We now come to motion No. 4 on Northern Ireland. It says in the dossier “Minister to move”, but we have an upgrade, as the Minister of State, Northern Ireland Office, observes from a sedentary position. I call not merely any Minister, but the Secretary of State for Northern Ireland, no less.

Julian Smith Portrait The Secretary of State for Northern Ireland (Julian Smith) - Hansard

I beg to move,

That the Northern Ireland (Extension of Period for Executive Formation) (No. 2) Regulations 2019 (S.I., 2019, No. 1364), which were laid before this House on 21 October, be approved.

I just wanted to add to my tribute yesterday to your speakership by saying something about the Education Centre, Mr Speaker. During my comments, I did not mention all the amazing feedback that I have had from my constituents on the centre, which you were so key to developing.
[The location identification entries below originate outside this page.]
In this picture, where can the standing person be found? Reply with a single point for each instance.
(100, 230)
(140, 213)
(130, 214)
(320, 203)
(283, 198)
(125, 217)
Listening to the tributes that have been paid to you, it seems to me that you will have limitless invites to the Kennington Tandoori, should you so wish, over the coming years.

Having sought the House’s approval for the Northern Ireland Budget Bill yesterday, I now seek the House’s approval for this equally vital statutory instrument. I announced on 21 October an extension of the period for Executive formation to 13 January 2020. That is the only extension permitted under the terms of the Northern Ireland (Executive Formation etc) Act 2019, and I have no discretion as to the length of the extension.

I took the decision because, despite relentless engagement over the summer with the political parties and the Irish Government, the political parties have not been able to reach the accommodation that we know they need to reach to form the Assembly and the Executive. I was disappointed to have to take this approach and extend the period, but failing to extend the period and leaving it to expire at the end of 21 October would have severely constrained the ability of the Northern Ireland civil service to make decisions in the absence of Ministers. It would also have precipitated an Assembly election. That would not have been the right approach for Northern Ireland at this time.

I am pleased that, in the last week, the Northern Ireland political parties have indicated a willingness both within and outside this place to restore the institutions. There will be a short window after the general election, and before the 13 January deadline, when talks should be convened. I hope that both parties will engage seriously. As I have said in this House many times, the remaining issues are soluble if the will is there. These regulations ensure it is possible to undertake that swift work once a new Administration is formed in December. I will remain in close contact with all political parties in Northern Ireland throughout the election period, and I am sure the whole House will join me in urging the parties, particularly Sinn Féin and the DUP, to show leadership and to be ready to restore the institutions. I commend these regulations to the House.